Fiber in C++: Understanding the Basics

[+] hackyhacky|2 years ago|reply

I'm confused in how this article defines "fiber." At the beginning of the article, fibers are described as a lightweight userspace thread, similar to what is provided in the runtimes of Haskell and Go, and has been recently revived in Java as "virtual threads."

However, later in the article (after a long and apparently irrelevant digression about stack management), they describe Windows API functions that are required for using fibers and seem to suggest that fibers are OS-level, and not application-managed.

Am I missing something?

[edit: typo]

[+] nickelpro|2 years ago|reply

The Windows fiber library is just that, a library. It's not an OS component. It's provided because stack switching in Windows is a somewhat fraught [1] and not officially documented procedure which requires modifying the TIB [2].

Doing it correctly isn't hard, and has been done many times in bullet-proof libs (notably boost::context), but MS would maybe rather you not.

[1]: https://devblogs.microsoft.com/oldnewthing/20080215-00/?p=23...

[2]: https://en.wikipedia.org/wiki/Win32_Thread_Information_Block

[+] flohofwoe|2 years ago|reply

"Fibers", "green threads", "stack switching", "cooperative multitasking" are essentially all the same thing, they all rely on being able to switch execution context by switching to a different stack within the same OS thread.

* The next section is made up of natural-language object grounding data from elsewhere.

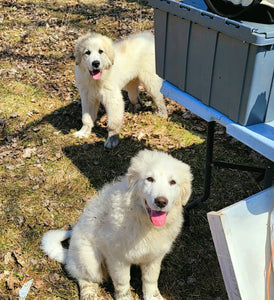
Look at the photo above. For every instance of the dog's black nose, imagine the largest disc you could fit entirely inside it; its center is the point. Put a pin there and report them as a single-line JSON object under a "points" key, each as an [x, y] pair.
{"points": [[96, 63], [161, 201]]}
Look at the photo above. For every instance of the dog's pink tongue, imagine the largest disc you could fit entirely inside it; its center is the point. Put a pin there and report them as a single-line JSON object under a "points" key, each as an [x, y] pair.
{"points": [[97, 75], [158, 218]]}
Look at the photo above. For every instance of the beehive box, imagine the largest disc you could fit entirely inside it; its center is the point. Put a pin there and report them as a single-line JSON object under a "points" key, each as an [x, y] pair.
{"points": [[226, 64]]}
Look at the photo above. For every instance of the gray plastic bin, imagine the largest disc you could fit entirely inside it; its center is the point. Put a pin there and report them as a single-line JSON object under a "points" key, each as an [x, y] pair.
{"points": [[227, 64]]}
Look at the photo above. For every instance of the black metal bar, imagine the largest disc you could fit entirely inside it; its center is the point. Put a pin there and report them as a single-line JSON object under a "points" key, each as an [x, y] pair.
{"points": [[222, 164], [269, 175], [208, 166]]}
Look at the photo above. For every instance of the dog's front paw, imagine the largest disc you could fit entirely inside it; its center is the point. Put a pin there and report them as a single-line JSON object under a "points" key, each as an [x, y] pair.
{"points": [[83, 132], [162, 113], [125, 296], [154, 296], [112, 141], [89, 292]]}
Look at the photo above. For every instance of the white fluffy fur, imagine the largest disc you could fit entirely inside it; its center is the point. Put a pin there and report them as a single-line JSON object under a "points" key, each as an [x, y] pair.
{"points": [[123, 65], [115, 229]]}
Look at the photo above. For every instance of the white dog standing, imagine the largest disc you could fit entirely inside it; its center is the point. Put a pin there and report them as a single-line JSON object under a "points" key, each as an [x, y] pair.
{"points": [[134, 220], [103, 68]]}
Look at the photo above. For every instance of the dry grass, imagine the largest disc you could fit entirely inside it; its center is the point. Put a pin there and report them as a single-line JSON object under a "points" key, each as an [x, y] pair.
{"points": [[46, 175]]}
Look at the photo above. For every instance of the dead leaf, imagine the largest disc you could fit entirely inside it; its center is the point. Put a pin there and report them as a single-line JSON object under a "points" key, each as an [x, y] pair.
{"points": [[28, 152]]}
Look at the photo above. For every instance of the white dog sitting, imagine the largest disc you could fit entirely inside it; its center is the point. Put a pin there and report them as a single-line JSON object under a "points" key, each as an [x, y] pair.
{"points": [[103, 68], [134, 220]]}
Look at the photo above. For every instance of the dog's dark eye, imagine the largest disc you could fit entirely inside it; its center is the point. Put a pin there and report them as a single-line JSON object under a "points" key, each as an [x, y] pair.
{"points": [[150, 179]]}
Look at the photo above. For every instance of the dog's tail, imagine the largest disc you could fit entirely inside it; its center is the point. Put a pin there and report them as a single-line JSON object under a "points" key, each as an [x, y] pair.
{"points": [[52, 246]]}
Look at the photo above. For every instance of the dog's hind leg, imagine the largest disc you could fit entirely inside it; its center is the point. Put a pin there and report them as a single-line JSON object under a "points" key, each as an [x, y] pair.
{"points": [[153, 84], [120, 275], [150, 275], [133, 93], [85, 264], [89, 114]]}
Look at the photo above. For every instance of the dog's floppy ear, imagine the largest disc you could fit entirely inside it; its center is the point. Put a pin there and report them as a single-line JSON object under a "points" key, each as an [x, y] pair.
{"points": [[185, 184], [78, 51], [109, 50], [136, 167], [79, 48]]}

As such they can be implemented either in (CPU/OS-specific) user code or in "OS APIs" (like the Windows Fiber functions).

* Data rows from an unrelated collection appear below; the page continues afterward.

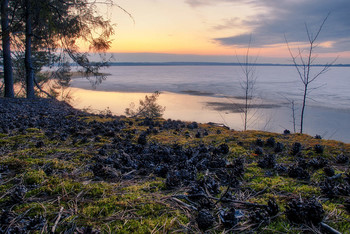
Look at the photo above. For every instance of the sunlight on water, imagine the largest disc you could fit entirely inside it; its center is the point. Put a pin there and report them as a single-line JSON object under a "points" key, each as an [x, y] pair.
{"points": [[178, 106]]}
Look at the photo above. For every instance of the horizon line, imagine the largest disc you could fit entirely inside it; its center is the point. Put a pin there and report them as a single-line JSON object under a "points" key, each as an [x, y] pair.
{"points": [[214, 64]]}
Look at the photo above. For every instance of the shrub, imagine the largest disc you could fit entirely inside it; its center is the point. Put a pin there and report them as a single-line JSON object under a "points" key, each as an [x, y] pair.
{"points": [[148, 108]]}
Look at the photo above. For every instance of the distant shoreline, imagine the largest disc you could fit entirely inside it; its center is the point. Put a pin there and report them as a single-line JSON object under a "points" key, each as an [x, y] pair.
{"points": [[211, 64]]}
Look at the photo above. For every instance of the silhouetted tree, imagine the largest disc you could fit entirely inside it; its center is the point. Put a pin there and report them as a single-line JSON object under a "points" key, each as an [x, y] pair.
{"points": [[304, 62], [56, 28], [6, 49], [247, 83], [148, 108]]}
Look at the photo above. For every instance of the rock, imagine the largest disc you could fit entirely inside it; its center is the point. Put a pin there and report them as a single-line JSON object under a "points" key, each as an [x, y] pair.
{"points": [[269, 161], [329, 171], [205, 220], [259, 151], [271, 142], [342, 159], [17, 196], [228, 217], [259, 142], [298, 172], [308, 211], [296, 148], [272, 207], [279, 147], [319, 149]]}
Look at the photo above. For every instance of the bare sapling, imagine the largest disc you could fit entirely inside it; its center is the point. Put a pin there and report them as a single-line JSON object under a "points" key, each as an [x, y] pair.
{"points": [[304, 62]]}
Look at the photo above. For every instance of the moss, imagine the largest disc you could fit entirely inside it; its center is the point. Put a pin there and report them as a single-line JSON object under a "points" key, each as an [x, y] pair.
{"points": [[34, 177]]}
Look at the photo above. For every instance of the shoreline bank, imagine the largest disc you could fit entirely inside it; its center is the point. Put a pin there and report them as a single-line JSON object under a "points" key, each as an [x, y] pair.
{"points": [[329, 123]]}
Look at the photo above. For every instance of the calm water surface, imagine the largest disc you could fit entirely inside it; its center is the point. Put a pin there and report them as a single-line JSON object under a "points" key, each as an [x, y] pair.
{"points": [[327, 113]]}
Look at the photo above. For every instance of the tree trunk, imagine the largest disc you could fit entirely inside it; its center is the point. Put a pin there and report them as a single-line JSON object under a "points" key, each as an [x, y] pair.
{"points": [[28, 52], [303, 108], [6, 50]]}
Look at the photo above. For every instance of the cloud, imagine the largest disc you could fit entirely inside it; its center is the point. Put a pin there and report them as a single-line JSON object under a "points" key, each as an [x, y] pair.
{"points": [[288, 17]]}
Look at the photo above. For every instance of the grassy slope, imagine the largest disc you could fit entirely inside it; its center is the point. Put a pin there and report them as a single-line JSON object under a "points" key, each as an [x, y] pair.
{"points": [[64, 192]]}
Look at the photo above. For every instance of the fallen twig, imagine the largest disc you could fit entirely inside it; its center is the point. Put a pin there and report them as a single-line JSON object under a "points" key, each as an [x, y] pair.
{"points": [[329, 229], [58, 219]]}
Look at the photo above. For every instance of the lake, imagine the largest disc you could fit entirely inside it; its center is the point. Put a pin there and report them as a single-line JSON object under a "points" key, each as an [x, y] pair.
{"points": [[202, 94]]}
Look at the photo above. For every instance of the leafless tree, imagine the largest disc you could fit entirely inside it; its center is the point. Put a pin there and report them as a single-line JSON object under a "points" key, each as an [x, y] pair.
{"points": [[304, 62], [248, 81]]}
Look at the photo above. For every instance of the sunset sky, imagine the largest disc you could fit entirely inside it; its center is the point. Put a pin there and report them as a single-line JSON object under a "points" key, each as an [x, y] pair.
{"points": [[217, 30]]}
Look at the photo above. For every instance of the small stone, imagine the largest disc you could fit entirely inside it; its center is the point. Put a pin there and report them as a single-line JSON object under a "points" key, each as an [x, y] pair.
{"points": [[205, 219]]}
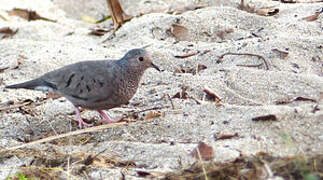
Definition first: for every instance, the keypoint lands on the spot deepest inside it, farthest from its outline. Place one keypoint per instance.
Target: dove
(95, 85)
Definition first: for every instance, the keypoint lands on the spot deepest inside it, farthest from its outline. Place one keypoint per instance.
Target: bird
(95, 85)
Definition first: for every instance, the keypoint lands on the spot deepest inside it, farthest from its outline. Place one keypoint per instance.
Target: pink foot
(107, 118)
(79, 118)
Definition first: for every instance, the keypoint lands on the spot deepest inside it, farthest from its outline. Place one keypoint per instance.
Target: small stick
(250, 65)
(246, 54)
(15, 106)
(171, 101)
(73, 133)
(154, 108)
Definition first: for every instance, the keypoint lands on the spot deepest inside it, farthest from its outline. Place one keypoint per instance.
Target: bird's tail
(36, 84)
(26, 85)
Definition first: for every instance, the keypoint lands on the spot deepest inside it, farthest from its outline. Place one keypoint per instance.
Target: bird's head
(139, 60)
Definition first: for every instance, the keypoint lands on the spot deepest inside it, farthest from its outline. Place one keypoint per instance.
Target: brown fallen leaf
(151, 174)
(17, 105)
(51, 95)
(19, 61)
(304, 99)
(99, 31)
(282, 54)
(29, 15)
(182, 9)
(267, 11)
(117, 13)
(269, 117)
(187, 55)
(194, 71)
(261, 12)
(222, 34)
(6, 32)
(211, 94)
(180, 32)
(183, 94)
(203, 151)
(246, 8)
(225, 136)
(313, 17)
(153, 114)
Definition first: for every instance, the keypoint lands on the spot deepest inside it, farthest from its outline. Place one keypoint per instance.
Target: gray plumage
(96, 85)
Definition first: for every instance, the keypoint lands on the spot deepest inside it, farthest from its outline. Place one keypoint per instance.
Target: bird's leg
(107, 118)
(79, 118)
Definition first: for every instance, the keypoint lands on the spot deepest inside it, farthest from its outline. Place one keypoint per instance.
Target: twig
(154, 108)
(202, 164)
(73, 133)
(245, 54)
(171, 101)
(15, 106)
(250, 65)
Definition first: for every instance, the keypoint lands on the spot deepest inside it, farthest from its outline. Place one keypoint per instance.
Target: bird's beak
(154, 66)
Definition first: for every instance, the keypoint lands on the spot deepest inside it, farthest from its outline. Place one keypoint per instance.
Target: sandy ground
(291, 90)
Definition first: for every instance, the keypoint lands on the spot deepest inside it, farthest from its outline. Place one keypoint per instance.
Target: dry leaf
(304, 99)
(6, 32)
(51, 95)
(153, 114)
(222, 34)
(17, 105)
(194, 71)
(225, 136)
(180, 32)
(282, 54)
(313, 17)
(99, 31)
(183, 94)
(19, 61)
(262, 12)
(269, 117)
(88, 19)
(211, 94)
(247, 8)
(191, 7)
(203, 151)
(118, 16)
(28, 15)
(187, 55)
(267, 11)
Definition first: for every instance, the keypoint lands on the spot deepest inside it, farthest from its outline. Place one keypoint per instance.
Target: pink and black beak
(154, 66)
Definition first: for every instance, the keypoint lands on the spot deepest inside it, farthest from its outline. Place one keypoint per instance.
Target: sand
(291, 89)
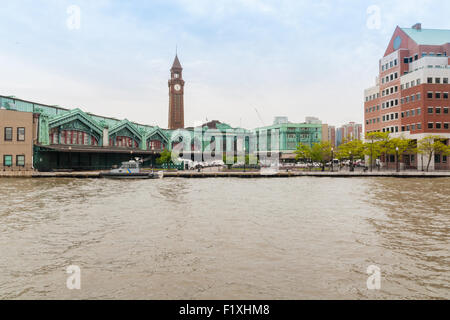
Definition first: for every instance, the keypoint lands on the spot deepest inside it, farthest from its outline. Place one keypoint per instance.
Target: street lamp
(396, 159)
(332, 157)
(351, 162)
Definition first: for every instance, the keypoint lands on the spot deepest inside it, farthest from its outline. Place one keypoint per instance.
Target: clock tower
(176, 96)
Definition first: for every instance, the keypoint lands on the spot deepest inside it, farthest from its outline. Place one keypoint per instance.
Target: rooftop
(428, 36)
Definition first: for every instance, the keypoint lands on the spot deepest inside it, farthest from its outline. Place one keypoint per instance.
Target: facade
(176, 96)
(411, 94)
(289, 136)
(332, 135)
(73, 139)
(17, 130)
(348, 132)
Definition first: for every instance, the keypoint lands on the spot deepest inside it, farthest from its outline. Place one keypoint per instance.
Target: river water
(225, 238)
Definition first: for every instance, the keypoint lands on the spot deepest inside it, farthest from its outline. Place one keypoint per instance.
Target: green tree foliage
(303, 152)
(375, 145)
(432, 145)
(351, 149)
(319, 152)
(165, 158)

Only downside of the technique is that it cannot be implemented in WASM (and maybe some other esoteric runtime environments), because WASM has separate data- and call-stacks and the call stack is not accessible from within the WASM virtual machine (while 'async-await' which relies on code transformation done by the compiler can be implemented in WASM just fine).

There is a 'stack-switching proposal' for WASM though, but I don't know what's the state of that:

https://github.com/WebAssembly/stack-switching

[+] bicarbonato|2 years ago|reply

Setting aside certain implementation details, here's the basics:

Kernel Threads (aka threads): OS-Level and preemptive.

Green Threads (aka lightweight threads, virtual threads or goroutines): User-level and preemptive.

Fibers: User-level (sometimes OS-level or offered as a OS library, like in Windows) and cooperative.

Coroutines: User-level and cooperative.

[+] pvg|2 years ago|reply

Windows has its own fibers facility which does some things for you but still leaves the scheduling to the application so it's still fibers. It's a little confusing in the article but they look at the Windows API as a kind of API template - what do you need to implement to have fibers. Then they describe their own implementation.

[+] ojkelly|2 years ago|reply

My general understanding is that a fiber is a lightweight thread, and conceptually can be implemented inside any program that wants to schedule its own fibers.

They’re distinct from CPU threads.

When I last dived into fibers I discovered windows was trying to make them a thing quite a while ago which is why we have things like [0].

Fibers being virtual threads, are recursive. In the same way you can run a VM inside a VM, you could build fibers on top of fibers (which sounds like a recipe for unpredictable performance).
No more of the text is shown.